The tool generates two main outputs:
-
experiment_metrics_summary.xlsx - A comprehensive Excel workbook containing:
- Summary sheet with visual report, key metrics, and methodology
- Cost analysis and efficiency distribution
- Example runs with biggest optimization opportunities
- Detailed metrics sheet with all raw data
-
Visual report PNG (embedded in Excel) showing:
- Total GPU utilization percentage
- Total GPU idle time
- Percentage of runs with 0% GPU utilization
- Cost of idle compute by GPU type
- Example runs with low utilization
- Excellent (70%+): Optimal GPU utilization
- Good (50-70%): Acceptable utilization with minor optimization potential
- Fair (30-50%): Significant room for improvement
- Poor (10-30%): Major underutilization issues
- Critical (<10%): Severe waste, immediate action recommended
- Total GPU Utilization: Average GPU core utilization over time across all runs
- Total GPU Idle Time: Total runtime multiplied by (100% - Average GPU utilization)

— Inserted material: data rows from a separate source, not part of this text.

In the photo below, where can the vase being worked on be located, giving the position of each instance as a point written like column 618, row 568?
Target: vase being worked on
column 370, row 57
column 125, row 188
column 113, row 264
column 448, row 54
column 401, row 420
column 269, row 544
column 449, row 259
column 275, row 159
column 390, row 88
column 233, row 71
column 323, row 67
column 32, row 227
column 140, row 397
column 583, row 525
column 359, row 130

- Runs with 0% GPU Utilization: Share of runs that have a GPU Core that was not utilized at all during the whole run
- Cost of Idle Compute: Estimated cost of unused GPU time based on AWS on-demand pricing
- Example runs: Example runs that have a low utilization and are in the 25% of the longest runs found in the project
The project dependencies are:
wandb— Interact with W&B tracking server.pandas— Data processing and analysis.openpyxl— Generate Excel reports.pillow— Generate visual report images.requests— HTTP requests for data submission.